Während dessen badeten die beiden Fahrer in der Wolga. Wie erwartet kamen auch von meine Leuten ein paar mit der Bitte: „Frage doch die Posten, ob wir nicht auch baden dürfen.“ Sie erlaubten es sogar, aber es darf keiner weit hinausschwimmen. Ich versicherte ihnen, dass ich darauf achte, denn ich selber gehe auch Baden. Aber als wir mal im Wasser waren, habe ich mich selber nicht mehr daran gehalten. Wir hatten Probleme wegen der starken Strömung ans Ufer zu kommen. Aber hinterher waren wir froh einmal und dazu noch in der Wolga gebadet zu haben. Jetzt waren wir kaum eine Woche hier und ich bekam wie einige auch die Malaria. Die Lagerärztin hatte diese Krankheit gut im Griff, denn in Stalingrad war das durch das tropische Klima nichts Neues.

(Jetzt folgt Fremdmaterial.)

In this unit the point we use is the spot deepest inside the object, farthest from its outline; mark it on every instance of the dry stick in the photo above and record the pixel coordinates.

Nach meiner Genesung kam ich wieder zu meiner Brigade die inzwischen mein Schriftführer Walter führte. Bald darauf kam ein Arbeitsplatzwechsel. Ich musste mit der kompletten Brigade, 25 Mann, Schichtarbeit machen. Die Stammholzflöße die den Sommer über von Estland-Lettland auf der Wolga nach Stalingrad gebracht wurden, mussten noch vor dem strengen Winter nach oben befördert werden.
Unsere Schicht dauerte abwechselnd von 7.00 bis 19.00 Uhr oder von 19.00 bis 7.00 Uhr . Das Förderband das etwa ein Kilometer lang war, ragte nach ein paar Meter in Wasser hinein und wurde von den russischen Flößern bestückt. Wir aber waren auf der gesamten Länge verteilt. Die Holzstämme wurden von Frauen gekennzeichnet und den Durchmesser gemessen und wir wussten dann schon entweder in Bassin zu den Gattern oder auf den Stapel. Es war eine schwere Arbeit, vor allem 12 Stunden lang.
Obwohl ich selber nicht arbeiten brauchte, war ich am Ende müder als die anderen. Dass die Holzstämme an die richtige Stelle kamen und das Förderband ausgelastet war, dafür sorgte ich, denn das war auch mit unserem Verdienst verbunden.